Woah…that’s deep. Seriously, though, there’s an entire branch of human thought devoted to the subject of meaning. It’s called ‘semiotics,’ and it does a pretty good job of breaking down the process of ‘to mean.’ There are three parts:
- Syntax: the rules that are used to determine how parts interact to convey meaning.
- Semantics: the meaning of each part, independent of the syntax.
- Pragmatics: the ways that people bring syntax, semantics, and context together to create meaning.
Now, if you’ll notice, there’s a ‘fourth part’ snuck in there at the end: context. Context isn’t often overtly brought up in semiotics, because it’s just really hard to define except in an intuitive fashion: context is simply ‘the physical and/or intellectual environment in which the communication is taking place.’
Most solid web design starts with the simple question “what does it do,” but the truth is that in order to answer that question, you have to start with the question “who does it serve?” That’s because the context of a website is the digital environment it works within — which consists of
- The sites that link to the page (including search engines)
- The sites that compete with this site for a slice of the ‘surfer base’
- The surfer base itself
- And a few other elements that are less important to the site’s goal, such as the sites that the site links to.
You can’t really start creating meaning until you understand what that meaning is going to have to interact with. That meaning is going to have to win links from the first group, outperform the second group, and convert the third group into customers. So until you understand what those groups are and how they function, you can’t create the necessary meaning in a functional way.

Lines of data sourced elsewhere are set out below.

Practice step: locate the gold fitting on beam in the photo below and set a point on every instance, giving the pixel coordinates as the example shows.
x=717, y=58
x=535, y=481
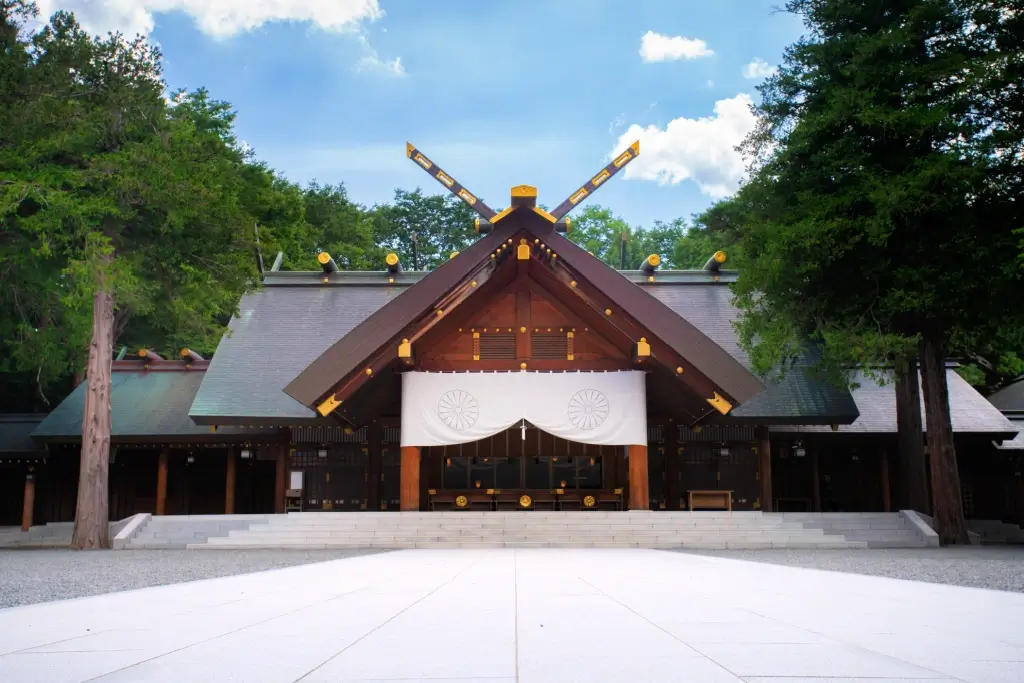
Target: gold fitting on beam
x=329, y=406
x=545, y=215
x=643, y=348
x=720, y=403
x=523, y=190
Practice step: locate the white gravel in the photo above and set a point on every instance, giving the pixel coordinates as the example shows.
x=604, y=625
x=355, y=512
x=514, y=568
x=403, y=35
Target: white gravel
x=41, y=575
x=995, y=567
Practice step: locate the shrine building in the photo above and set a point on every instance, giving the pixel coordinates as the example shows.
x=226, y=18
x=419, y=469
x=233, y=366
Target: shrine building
x=522, y=374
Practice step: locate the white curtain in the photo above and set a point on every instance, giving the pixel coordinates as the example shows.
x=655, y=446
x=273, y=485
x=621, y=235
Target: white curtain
x=444, y=409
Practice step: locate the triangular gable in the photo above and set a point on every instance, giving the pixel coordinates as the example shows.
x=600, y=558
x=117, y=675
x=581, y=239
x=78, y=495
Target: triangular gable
x=723, y=381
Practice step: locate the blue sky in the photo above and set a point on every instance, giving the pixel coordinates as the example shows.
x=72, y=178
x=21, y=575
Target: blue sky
x=498, y=93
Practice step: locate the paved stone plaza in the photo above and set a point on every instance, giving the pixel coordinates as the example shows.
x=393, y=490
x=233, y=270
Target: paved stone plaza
x=530, y=615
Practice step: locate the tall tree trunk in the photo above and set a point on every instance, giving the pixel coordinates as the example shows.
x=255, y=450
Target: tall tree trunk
x=913, y=473
x=91, y=516
x=948, y=508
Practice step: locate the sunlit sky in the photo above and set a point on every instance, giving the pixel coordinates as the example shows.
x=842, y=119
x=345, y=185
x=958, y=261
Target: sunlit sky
x=498, y=93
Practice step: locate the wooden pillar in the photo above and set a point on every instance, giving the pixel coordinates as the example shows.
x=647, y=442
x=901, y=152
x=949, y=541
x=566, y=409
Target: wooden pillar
x=162, y=481
x=30, y=501
x=375, y=464
x=816, y=482
x=639, y=484
x=887, y=503
x=279, y=480
x=764, y=468
x=410, y=478
x=673, y=465
x=232, y=463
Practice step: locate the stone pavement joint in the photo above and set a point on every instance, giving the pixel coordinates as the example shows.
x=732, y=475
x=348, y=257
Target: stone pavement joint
x=544, y=615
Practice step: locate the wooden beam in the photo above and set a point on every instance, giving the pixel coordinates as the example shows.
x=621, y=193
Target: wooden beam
x=764, y=468
x=279, y=480
x=29, y=504
x=522, y=326
x=620, y=319
x=162, y=465
x=410, y=478
x=388, y=353
x=639, y=482
x=232, y=460
x=816, y=480
x=887, y=502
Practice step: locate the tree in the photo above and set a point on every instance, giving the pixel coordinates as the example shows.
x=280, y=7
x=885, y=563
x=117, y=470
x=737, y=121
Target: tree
x=875, y=226
x=442, y=224
x=115, y=209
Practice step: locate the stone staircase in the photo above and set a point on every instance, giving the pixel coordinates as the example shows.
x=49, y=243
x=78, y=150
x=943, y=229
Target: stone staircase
x=560, y=529
x=185, y=530
x=878, y=529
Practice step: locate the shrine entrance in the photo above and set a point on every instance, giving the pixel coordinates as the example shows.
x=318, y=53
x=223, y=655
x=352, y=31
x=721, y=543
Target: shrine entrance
x=523, y=468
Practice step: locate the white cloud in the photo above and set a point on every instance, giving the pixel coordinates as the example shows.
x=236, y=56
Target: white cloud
x=373, y=62
x=219, y=18
x=698, y=150
x=759, y=69
x=655, y=47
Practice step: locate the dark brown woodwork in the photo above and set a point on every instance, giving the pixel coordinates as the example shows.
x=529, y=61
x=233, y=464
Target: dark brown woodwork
x=29, y=504
x=523, y=327
x=912, y=469
x=764, y=468
x=281, y=473
x=639, y=484
x=887, y=503
x=375, y=462
x=162, y=466
x=92, y=509
x=948, y=507
x=815, y=480
x=410, y=478
x=229, y=480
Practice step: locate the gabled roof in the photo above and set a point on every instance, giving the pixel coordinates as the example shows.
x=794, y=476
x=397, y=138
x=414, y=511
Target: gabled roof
x=15, y=430
x=144, y=404
x=296, y=316
x=353, y=350
x=1010, y=397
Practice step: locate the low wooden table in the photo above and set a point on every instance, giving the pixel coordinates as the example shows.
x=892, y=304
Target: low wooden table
x=710, y=500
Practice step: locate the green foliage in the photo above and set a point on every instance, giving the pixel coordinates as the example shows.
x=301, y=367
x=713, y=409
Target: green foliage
x=442, y=224
x=871, y=219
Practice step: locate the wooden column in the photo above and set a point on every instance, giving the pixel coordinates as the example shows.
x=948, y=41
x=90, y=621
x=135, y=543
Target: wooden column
x=764, y=468
x=816, y=482
x=232, y=463
x=30, y=501
x=639, y=484
x=410, y=478
x=673, y=466
x=375, y=464
x=162, y=481
x=887, y=503
x=279, y=480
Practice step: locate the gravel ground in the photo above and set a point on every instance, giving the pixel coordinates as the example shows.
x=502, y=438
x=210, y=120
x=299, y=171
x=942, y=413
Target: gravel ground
x=41, y=575
x=996, y=567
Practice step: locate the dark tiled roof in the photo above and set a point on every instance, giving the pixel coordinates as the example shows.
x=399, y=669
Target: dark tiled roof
x=15, y=433
x=279, y=331
x=797, y=396
x=969, y=410
x=1010, y=398
x=142, y=404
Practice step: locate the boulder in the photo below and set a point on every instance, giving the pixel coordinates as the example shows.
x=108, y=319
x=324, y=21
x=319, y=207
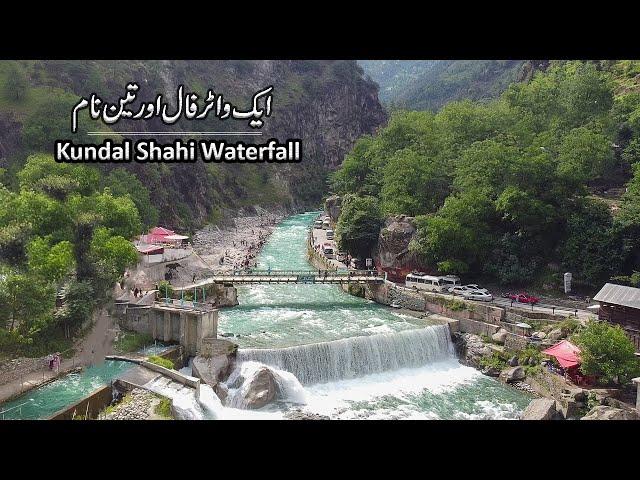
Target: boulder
x=604, y=412
x=540, y=409
x=513, y=374
x=260, y=389
x=500, y=336
x=300, y=415
x=472, y=349
x=569, y=408
x=554, y=335
x=333, y=206
x=392, y=251
x=491, y=371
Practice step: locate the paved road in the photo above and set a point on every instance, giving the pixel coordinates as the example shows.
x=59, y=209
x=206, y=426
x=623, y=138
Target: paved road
x=320, y=238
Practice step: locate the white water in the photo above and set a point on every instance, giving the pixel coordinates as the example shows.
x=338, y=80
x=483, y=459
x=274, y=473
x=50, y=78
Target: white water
x=357, y=356
x=288, y=386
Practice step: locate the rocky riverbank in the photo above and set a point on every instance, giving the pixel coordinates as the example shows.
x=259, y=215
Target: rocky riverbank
x=557, y=397
x=139, y=404
x=235, y=246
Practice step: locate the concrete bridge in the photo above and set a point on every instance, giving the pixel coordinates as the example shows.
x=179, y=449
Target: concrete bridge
x=288, y=276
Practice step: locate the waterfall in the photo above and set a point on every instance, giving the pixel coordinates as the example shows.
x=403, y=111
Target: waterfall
x=288, y=387
x=357, y=356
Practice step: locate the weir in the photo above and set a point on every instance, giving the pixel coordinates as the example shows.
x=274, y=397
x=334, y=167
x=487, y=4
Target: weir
x=357, y=356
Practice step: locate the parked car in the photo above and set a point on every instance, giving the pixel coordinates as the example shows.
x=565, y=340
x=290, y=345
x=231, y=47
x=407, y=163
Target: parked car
x=475, y=286
x=477, y=295
x=523, y=298
x=459, y=290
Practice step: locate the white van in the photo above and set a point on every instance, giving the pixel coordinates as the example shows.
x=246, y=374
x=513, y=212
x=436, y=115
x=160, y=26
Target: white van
x=430, y=282
x=328, y=251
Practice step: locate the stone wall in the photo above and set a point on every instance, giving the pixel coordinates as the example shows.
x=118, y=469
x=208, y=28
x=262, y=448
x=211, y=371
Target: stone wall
x=91, y=405
x=478, y=328
x=176, y=354
x=515, y=342
x=11, y=370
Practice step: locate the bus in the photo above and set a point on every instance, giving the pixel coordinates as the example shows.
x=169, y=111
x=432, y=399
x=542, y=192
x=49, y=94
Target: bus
x=421, y=281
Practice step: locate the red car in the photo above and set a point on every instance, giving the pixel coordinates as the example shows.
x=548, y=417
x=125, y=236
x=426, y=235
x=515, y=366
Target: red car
x=523, y=298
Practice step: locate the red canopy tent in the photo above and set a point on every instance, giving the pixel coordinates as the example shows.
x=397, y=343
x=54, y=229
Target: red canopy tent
x=158, y=234
x=567, y=354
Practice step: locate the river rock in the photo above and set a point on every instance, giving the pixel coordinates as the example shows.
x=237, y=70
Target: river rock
x=392, y=251
x=513, y=374
x=300, y=415
x=569, y=408
x=491, y=371
x=471, y=349
x=554, y=335
x=540, y=409
x=604, y=412
x=333, y=205
x=500, y=336
x=260, y=390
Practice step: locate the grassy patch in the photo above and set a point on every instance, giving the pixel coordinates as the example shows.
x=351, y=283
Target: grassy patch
x=129, y=342
x=163, y=409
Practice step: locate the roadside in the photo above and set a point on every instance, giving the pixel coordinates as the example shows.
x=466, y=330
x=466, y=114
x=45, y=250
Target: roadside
x=236, y=246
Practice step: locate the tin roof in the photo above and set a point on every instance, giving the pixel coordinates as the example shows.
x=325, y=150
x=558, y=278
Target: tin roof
x=619, y=295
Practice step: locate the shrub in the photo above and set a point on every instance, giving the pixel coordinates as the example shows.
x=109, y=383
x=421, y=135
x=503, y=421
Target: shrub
x=607, y=353
x=163, y=362
x=163, y=408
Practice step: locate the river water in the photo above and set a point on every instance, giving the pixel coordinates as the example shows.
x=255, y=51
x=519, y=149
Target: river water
x=332, y=354
x=350, y=357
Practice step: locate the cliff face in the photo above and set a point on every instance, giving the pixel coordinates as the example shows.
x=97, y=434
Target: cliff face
x=326, y=104
x=392, y=251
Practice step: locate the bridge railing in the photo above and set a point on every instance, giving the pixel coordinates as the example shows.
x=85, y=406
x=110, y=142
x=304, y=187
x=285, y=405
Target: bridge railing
x=293, y=273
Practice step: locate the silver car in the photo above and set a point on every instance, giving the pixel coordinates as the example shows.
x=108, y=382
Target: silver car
x=478, y=295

On the other hand, once you have the context of the site firmly in mind, the other elements tend to come together fairly quickly. Syntactically, a website uses fairly standardized rules that determine things like font size, the proportional relationship between sidebars and main content, and so on. Semantically, choosing elements that have an independent meaning that furthers winning links, outperforming, or converting (and preferably more than one of those things) is probably the process that most of us think of as “designing.” And the entire pragmatic side of the science emerges naturally by considering context before you make syntactic and semantic decisions.